Every digital photo gets subjected to post processing software.
Note: the image sensor in a digital camera is an analog device, and the image sensor cannot record color. The image sensor only records luminosity.
So, every digital photo starts as just gray scale information.
The individual pixel voltages generated when an exposure is made are analog values that have to be converted to digital values in the camera.
Analog pixel voltage values go in one side of the analog-to-digital (A/D) converter (on or near the image sensor), and digital pixel values come out the other side. What may have been 12,963,283 discrete analog pixel voltage values gets reduced to either 4906 (12-bit depth) or 16,384 (14-bit depth) discrete digital values.
If Raw is the selected file type, the digital pixel values get written to the memory card and post processed outside the camera in Raw conversion software be it camera maker software or not.
Raw conversion entails substantial post processing - demosacing, colormetric interpolation, gamma encoding, sharpening, anti-aliasing, and tone mapping.
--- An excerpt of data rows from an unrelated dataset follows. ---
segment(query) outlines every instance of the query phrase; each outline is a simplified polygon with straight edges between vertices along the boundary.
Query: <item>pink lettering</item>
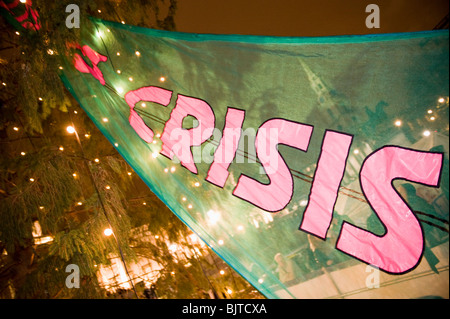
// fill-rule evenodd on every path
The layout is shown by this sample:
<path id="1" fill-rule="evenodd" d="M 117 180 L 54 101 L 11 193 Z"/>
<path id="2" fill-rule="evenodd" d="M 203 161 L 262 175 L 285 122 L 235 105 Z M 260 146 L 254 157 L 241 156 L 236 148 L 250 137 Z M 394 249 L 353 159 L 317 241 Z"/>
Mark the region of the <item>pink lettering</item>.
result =
<path id="1" fill-rule="evenodd" d="M 255 145 L 270 183 L 265 185 L 241 175 L 233 195 L 269 212 L 285 208 L 292 198 L 294 182 L 277 145 L 285 144 L 306 151 L 312 131 L 310 125 L 285 119 L 272 119 L 262 124 L 256 134 Z"/>
<path id="2" fill-rule="evenodd" d="M 391 273 L 416 266 L 423 251 L 419 221 L 392 185 L 405 179 L 438 186 L 442 154 L 385 146 L 369 155 L 360 173 L 361 189 L 386 227 L 383 236 L 344 223 L 336 248 Z"/>

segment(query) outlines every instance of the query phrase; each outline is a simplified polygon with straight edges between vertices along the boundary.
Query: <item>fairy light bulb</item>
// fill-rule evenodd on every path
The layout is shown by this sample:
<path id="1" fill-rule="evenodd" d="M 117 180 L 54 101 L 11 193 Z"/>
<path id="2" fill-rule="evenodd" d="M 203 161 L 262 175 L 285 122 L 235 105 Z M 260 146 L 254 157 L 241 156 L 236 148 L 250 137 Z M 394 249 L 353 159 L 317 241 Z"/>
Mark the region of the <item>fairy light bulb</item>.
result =
<path id="1" fill-rule="evenodd" d="M 60 146 L 60 147 L 59 147 L 59 150 L 60 150 L 60 151 L 64 151 L 64 147 Z"/>
<path id="2" fill-rule="evenodd" d="M 428 130 L 423 131 L 423 136 L 427 137 L 427 136 L 430 136 L 430 135 L 431 135 L 430 131 L 428 131 Z"/>
<path id="3" fill-rule="evenodd" d="M 105 187 L 106 189 L 111 189 L 111 186 L 109 186 L 109 185 L 106 185 L 106 187 Z"/>
<path id="4" fill-rule="evenodd" d="M 444 103 L 444 102 L 445 102 L 445 99 L 444 99 L 443 97 L 441 97 L 441 98 L 439 98 L 438 102 L 439 102 L 439 103 Z"/>
<path id="5" fill-rule="evenodd" d="M 17 132 L 19 130 L 19 128 L 17 126 L 14 126 L 13 130 Z"/>
<path id="6" fill-rule="evenodd" d="M 104 234 L 105 236 L 109 237 L 109 236 L 111 236 L 111 235 L 113 234 L 113 231 L 112 231 L 111 228 L 106 228 L 106 229 L 103 231 L 103 234 Z"/>
<path id="7" fill-rule="evenodd" d="M 225 271 L 224 271 L 223 269 L 221 269 L 221 270 L 219 271 L 219 274 L 224 275 L 224 274 L 225 274 Z"/>
<path id="8" fill-rule="evenodd" d="M 20 152 L 20 155 L 22 156 L 25 156 L 25 154 L 26 154 L 25 152 Z"/>
<path id="9" fill-rule="evenodd" d="M 394 125 L 397 126 L 397 127 L 400 127 L 400 126 L 402 126 L 402 121 L 397 120 L 397 121 L 394 122 Z"/>
<path id="10" fill-rule="evenodd" d="M 136 54 L 136 56 L 141 56 L 141 52 L 139 51 L 134 52 L 134 54 Z"/>
<path id="11" fill-rule="evenodd" d="M 98 163 L 100 160 L 98 158 L 94 159 L 94 162 Z"/>
<path id="12" fill-rule="evenodd" d="M 30 182 L 34 182 L 34 178 L 33 177 L 30 178 Z"/>
<path id="13" fill-rule="evenodd" d="M 70 133 L 70 134 L 75 133 L 75 128 L 74 128 L 73 126 L 71 126 L 71 125 L 69 125 L 69 126 L 66 128 L 66 130 L 67 130 L 67 132 Z"/>

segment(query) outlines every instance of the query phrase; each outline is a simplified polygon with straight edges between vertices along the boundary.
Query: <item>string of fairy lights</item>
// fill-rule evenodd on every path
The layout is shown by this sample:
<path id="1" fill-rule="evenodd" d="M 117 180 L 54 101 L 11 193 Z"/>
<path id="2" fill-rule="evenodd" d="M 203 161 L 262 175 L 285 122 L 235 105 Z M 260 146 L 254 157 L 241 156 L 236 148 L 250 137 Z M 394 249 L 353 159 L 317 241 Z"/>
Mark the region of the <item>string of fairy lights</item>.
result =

If JPEG is the selected file type, the post processing software used is in the camera.
What started out as a Raw file can be converted to JPEG outside the camera after Raw conversion.
Adobe Photoshop, Adobe Photoshop Elements, and Adobe Photoshop Lightroom all use the same Raw conversion software application - Adobe Camera Raw (ACR).
ACR first appeared with Photoshop 7. The current release of professional grade Photoshop is CS 6 (Photoshop 13). CS6 Camera Raw, Elements 11 Camera Raw, and Lightroom 4's Develop module all use ACR 7 for Raw conversion. (Elements uses a de-featured, consumer grade version of ACR.)